WORDS BY DANI KUEPFER; PHOTOS BY CHRIS TIESSEN
Whole worlds can shift when someone is in the right place at the right time: the discovery of life-saving penicillin made possible by a serendipitous development during Fleming’s vacation from the lab; the love of your life delivered to you by the universe via an unfortunate fender-bender meet-cute; a decades-long dream of proactive healthcare access catalyzed by a global emergency. Of course, ‘right place, right time’ doesn’t always look like a gift in the moment – but in retrospect we see that it might very well have lit the fuse of an incredible vision already underway.



Kitchener-Waterloo native Jamie Yantzi’s ‘right place, right time’ happened to be his Kitchener home, in March 2020, when Jamie’s career in medical diagnostics encountered the incoming virus we now refer to simply as COVID. By mid-March, he tells me, he had used the AI technology of his company, Seegene Canada (a subsidiary of Seegene Inc, a global pioneer in molecular diagnostics), to make available a test for the COVID-19 virus – what we now know as a PCR test. But despite this opportune readiness of a working COVID test, there was no infrastructure in our region to process the tests – outside of Jamie’s own equipment. Before long (while the rest of us were just beginning to clue into the gravity of the emerging pandemic) Jamie and his friend Dave Erb (who met decades ago as campers at Silver Lake Mennonite Camp – a meet-cute story for another day) conducted kitchen table conversations with friends and family in the healthcare field, and came to the realization that Jamie’s twenty-year dream of opening a genetics lab had arrived at a ‘now or never’ moment. The decision was made, and on March 21st, 2020 Jamie launched that dream, and gave his new enterprise a richly evocative name: EpiTOme.
‘COVID sort of forced the issue,’ Jamie says. Did it ever. By May 2020 EpiTOme Genetics had opened its lab in the heart of Kitchener’s Belmont Village. Operating as a private lab outside of Ontario’s Public Health system, it began offering testing directly to industries identified as ‘most essential’: long-term care facilities, construction, universities, as well as overnight testing (via the Region of Waterloo International Airport) for Public Health units in other provinces like Newfoundland. When industries began shifting away from the higher quality PCR tests to rapid testing, EpiTOme (whose PCR tests were, relative to other labs, very affordable) pivoted and built partnerships with airlines and pharmacies nationwide in anticipation of reopened international travel.



Before long, EpiTOme Partner and VP Operations Teri-Lynn Steeves assembled a small group of experienced medical lab technologists, along with a team of biology and biochem undergrads from the local universities, to take on the various tasks demanded by the new operation – including the handling of up to seventeen hundred samples a day. Led by Steeves, previously the Lab Supervisor / Director Designate of the Histocompatibility & Immunogenetics Lab at the Hamilton Regional Lab Program, this cohesive team was poised to contribute essential tasks and services required of the start-up. And then things began to shift, and COVID testing slowed down.
But Jamie’s vision prevailed. With COVID PCR tests being used less frequently, EpiTOme shifted its focus to preventative healthcare via DNA analysis. Its aim, fully consistent with Jamie’s long-range vision, was to use state-of- the-art technology and innovative strategies to provide high quality analytical laboratory services to patients, healthcare providers, and businesses. ‘Canada’s healthcare system already offers fantastic treatment for diseases like cancer,’ Jamie tells me, ‘but what we’re interested in is early detection. In fact,’ he adds, ‘we envision a future where – through innovative personal diagnostic screening – individuals can take far greater control of their health and medical information.’

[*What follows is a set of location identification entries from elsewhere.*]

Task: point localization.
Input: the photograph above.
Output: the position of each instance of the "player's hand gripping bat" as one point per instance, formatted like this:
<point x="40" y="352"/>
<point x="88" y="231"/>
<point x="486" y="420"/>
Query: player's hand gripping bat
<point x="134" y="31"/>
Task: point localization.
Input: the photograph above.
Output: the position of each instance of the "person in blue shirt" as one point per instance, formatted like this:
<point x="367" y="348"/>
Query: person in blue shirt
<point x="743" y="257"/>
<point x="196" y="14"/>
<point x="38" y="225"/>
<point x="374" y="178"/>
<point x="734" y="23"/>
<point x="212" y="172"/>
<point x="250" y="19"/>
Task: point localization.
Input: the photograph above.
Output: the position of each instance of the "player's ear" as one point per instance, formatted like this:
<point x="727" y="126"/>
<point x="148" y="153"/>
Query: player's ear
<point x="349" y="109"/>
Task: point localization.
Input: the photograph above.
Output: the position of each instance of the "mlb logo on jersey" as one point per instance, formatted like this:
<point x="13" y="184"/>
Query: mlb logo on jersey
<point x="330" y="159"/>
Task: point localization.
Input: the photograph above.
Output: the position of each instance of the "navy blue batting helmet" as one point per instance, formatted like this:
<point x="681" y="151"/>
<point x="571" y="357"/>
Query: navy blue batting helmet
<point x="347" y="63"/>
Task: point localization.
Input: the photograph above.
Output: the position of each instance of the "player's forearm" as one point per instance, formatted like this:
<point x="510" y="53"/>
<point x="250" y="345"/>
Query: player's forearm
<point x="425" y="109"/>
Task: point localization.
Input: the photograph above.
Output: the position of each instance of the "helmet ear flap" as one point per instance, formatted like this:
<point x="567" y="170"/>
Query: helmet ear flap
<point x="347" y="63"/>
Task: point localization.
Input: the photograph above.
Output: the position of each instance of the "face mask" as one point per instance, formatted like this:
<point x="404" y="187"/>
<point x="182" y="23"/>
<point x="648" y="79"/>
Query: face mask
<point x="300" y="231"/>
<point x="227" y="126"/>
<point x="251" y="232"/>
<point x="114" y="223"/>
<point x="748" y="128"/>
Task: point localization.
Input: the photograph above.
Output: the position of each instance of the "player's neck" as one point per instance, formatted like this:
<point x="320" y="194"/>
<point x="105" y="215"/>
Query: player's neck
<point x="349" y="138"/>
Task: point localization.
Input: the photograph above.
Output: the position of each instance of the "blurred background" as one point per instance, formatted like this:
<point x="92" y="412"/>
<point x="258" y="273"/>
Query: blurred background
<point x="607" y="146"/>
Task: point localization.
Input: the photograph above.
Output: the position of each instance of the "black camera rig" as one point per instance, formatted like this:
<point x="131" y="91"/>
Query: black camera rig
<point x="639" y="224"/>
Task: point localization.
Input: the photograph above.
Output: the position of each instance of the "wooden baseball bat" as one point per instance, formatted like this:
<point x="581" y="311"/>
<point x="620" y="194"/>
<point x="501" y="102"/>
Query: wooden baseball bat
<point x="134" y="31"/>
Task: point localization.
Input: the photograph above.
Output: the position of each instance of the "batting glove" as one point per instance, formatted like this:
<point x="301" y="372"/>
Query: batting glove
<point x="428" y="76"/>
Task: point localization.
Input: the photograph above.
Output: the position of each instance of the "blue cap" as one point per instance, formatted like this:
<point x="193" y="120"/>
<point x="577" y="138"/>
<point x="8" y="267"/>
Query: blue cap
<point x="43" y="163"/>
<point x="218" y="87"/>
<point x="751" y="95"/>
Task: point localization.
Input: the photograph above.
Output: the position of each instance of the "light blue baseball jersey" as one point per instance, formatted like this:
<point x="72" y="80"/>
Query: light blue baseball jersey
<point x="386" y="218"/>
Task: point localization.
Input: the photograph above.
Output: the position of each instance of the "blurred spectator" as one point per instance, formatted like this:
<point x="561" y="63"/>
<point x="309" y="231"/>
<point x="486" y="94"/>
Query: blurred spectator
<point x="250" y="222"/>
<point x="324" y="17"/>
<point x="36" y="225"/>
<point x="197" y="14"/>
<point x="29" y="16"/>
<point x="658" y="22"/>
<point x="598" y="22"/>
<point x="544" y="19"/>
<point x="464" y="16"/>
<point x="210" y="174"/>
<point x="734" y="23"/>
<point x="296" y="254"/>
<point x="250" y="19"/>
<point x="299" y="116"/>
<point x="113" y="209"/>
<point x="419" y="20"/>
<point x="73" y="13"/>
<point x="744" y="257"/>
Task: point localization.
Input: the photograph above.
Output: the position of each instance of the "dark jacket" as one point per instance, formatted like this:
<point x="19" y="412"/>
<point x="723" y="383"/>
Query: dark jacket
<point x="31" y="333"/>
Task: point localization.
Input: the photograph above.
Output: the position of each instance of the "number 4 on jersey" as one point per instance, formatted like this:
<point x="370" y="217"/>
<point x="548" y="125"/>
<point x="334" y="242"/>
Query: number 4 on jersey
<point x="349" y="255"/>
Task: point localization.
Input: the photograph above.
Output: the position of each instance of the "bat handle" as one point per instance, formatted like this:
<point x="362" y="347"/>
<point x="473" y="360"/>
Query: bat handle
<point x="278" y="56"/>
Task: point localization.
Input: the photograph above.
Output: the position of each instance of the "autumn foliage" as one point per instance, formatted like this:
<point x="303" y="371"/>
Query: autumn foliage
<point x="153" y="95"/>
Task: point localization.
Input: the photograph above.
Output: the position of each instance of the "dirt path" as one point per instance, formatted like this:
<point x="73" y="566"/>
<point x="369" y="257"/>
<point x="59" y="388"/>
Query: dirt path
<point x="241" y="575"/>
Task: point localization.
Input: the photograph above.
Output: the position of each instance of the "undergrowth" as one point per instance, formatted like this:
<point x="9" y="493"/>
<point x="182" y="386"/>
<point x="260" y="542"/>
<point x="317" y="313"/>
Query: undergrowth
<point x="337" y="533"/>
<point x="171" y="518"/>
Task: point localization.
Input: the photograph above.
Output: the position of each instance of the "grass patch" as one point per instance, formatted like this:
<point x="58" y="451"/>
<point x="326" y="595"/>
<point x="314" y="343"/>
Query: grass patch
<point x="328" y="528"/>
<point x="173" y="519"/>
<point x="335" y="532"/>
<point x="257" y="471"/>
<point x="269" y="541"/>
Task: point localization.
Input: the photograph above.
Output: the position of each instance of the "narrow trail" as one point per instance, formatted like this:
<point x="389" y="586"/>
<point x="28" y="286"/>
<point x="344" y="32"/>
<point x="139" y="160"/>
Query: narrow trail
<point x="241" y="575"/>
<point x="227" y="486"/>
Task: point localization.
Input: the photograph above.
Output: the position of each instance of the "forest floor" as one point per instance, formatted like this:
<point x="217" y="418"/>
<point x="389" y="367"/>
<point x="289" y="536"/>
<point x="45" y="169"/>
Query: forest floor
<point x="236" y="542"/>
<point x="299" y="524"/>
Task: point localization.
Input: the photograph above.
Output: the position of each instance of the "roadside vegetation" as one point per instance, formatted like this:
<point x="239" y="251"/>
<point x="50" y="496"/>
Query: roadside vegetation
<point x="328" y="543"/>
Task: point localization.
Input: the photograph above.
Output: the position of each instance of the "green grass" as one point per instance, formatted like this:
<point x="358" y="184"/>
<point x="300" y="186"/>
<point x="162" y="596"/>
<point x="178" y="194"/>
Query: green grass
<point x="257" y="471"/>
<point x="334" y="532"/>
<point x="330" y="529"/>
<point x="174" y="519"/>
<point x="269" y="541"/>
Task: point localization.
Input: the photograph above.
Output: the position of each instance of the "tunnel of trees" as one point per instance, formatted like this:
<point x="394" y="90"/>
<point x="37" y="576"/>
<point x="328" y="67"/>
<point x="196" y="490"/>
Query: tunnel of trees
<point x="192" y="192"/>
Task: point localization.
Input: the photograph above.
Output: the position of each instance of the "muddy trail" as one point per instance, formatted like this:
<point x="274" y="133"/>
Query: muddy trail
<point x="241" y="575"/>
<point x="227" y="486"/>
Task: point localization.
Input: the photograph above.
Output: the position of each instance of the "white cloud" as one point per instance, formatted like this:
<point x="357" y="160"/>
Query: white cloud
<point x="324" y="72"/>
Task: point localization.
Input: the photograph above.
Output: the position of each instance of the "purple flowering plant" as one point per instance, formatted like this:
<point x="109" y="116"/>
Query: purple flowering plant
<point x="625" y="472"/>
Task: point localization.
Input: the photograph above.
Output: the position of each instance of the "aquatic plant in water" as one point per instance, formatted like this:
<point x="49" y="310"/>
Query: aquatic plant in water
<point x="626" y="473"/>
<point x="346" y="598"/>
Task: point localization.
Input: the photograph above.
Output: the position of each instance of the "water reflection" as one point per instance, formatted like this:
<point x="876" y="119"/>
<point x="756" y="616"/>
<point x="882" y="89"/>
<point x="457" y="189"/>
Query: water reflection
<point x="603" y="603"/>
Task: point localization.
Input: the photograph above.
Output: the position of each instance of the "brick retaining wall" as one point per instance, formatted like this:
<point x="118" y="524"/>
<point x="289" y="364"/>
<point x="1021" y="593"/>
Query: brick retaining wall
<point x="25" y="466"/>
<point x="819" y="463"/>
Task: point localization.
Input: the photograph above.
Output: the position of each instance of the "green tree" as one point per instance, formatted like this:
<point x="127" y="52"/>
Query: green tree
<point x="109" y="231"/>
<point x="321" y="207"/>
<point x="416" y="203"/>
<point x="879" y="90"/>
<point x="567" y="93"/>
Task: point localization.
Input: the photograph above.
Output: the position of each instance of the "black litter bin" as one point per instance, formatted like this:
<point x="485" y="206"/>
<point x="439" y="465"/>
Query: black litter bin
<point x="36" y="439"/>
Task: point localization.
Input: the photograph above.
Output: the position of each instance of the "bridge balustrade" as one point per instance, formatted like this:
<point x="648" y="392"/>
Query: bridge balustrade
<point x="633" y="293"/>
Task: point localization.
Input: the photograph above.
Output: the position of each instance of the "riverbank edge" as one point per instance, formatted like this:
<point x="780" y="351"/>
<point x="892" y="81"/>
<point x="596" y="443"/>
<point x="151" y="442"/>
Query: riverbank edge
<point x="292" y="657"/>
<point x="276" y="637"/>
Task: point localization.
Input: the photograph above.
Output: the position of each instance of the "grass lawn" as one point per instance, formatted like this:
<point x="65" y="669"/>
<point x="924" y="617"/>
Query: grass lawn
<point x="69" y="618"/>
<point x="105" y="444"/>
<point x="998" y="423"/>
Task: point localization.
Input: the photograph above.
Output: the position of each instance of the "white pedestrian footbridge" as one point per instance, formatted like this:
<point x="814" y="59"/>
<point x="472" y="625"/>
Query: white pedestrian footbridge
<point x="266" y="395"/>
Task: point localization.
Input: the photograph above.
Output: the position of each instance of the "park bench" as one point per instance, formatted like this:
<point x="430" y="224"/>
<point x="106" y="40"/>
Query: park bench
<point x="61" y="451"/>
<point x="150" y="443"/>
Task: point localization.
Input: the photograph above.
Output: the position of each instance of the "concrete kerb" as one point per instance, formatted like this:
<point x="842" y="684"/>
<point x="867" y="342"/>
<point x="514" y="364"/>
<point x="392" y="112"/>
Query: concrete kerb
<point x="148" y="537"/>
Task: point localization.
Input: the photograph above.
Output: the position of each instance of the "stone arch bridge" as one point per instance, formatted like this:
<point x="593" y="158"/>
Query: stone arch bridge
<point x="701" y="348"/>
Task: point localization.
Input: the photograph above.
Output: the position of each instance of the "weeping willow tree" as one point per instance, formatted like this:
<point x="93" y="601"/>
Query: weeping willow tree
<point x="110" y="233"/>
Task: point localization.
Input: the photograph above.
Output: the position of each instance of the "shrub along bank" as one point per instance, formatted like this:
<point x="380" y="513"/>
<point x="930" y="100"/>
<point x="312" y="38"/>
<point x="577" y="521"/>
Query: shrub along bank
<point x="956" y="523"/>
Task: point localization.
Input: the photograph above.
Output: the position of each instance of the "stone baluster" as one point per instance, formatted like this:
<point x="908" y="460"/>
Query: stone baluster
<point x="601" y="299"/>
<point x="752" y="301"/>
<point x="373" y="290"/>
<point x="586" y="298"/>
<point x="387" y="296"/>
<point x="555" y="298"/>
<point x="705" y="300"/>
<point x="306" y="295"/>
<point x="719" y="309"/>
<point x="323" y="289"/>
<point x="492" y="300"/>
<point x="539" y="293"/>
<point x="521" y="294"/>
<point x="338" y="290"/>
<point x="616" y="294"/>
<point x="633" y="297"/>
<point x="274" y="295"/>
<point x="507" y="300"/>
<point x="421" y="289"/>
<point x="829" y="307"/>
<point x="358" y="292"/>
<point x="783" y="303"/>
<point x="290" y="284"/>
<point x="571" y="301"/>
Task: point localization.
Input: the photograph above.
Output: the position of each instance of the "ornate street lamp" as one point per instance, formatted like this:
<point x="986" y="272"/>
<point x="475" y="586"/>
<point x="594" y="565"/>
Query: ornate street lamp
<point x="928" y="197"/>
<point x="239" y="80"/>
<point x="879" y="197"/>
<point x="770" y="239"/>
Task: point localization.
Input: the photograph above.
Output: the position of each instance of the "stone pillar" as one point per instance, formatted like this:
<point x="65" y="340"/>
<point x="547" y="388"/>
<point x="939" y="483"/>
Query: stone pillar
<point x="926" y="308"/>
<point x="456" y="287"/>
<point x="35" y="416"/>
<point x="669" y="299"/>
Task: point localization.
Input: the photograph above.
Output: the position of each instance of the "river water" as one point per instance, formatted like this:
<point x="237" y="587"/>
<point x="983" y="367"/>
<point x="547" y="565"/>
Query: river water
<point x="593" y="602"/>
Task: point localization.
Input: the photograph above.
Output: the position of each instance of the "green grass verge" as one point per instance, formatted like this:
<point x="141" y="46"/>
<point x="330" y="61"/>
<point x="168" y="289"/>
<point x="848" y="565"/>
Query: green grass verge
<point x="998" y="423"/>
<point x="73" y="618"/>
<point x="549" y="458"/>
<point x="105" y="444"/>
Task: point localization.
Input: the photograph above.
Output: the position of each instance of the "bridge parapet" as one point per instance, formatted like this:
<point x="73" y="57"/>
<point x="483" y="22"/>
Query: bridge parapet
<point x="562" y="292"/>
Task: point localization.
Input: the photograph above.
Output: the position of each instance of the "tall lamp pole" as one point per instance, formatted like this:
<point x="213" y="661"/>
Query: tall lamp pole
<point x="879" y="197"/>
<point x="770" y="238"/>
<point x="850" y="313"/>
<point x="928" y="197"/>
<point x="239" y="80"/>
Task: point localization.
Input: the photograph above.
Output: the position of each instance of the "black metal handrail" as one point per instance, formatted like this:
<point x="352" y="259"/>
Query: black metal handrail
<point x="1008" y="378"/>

Canadians are well aware of how tightly squeezed our healthcare system is, and most folks would agree it’s ripe for innovation. Jamie’s vision for EpiTOme is to enable Canadians to take more of their health into their own hands by expanded access to earlier diagnoses. We all know that months can go by between wait times to see a doctor, getting booked for tests, scheduling follow-up appointments and referrals to specialists, and, finally, accessing treatment. EpiTOme’s goal is to make an immediate difference in the lives of Canadians who have a health concern by overcoming some of these time barriers. The solution? Direct to consumer medical diagnostics.
When I ask Jamie what he and EpiTOme are up to next, he tells me that he’s interested in leveraging the anonymized medical data made available by the programs already underway. He hopes that, over time, this data will reveal ‘new genetic signatures for cancer that will allow for even earlier detection.’ It’s sobering to think that fifty percent of Canadians develop cancer during their lifetimes. Jamie believes that he and EpiTOme have the technology and the tests to confront a range of present and future medical challenges, including the most urgent and serious. With the emerging data sciences scene in Kitchener-Waterloo, there’s no better place for brave and pioneering start-ups like EpiTOme to proceed to address innovative possibilities in healthcare and medical diagnostics.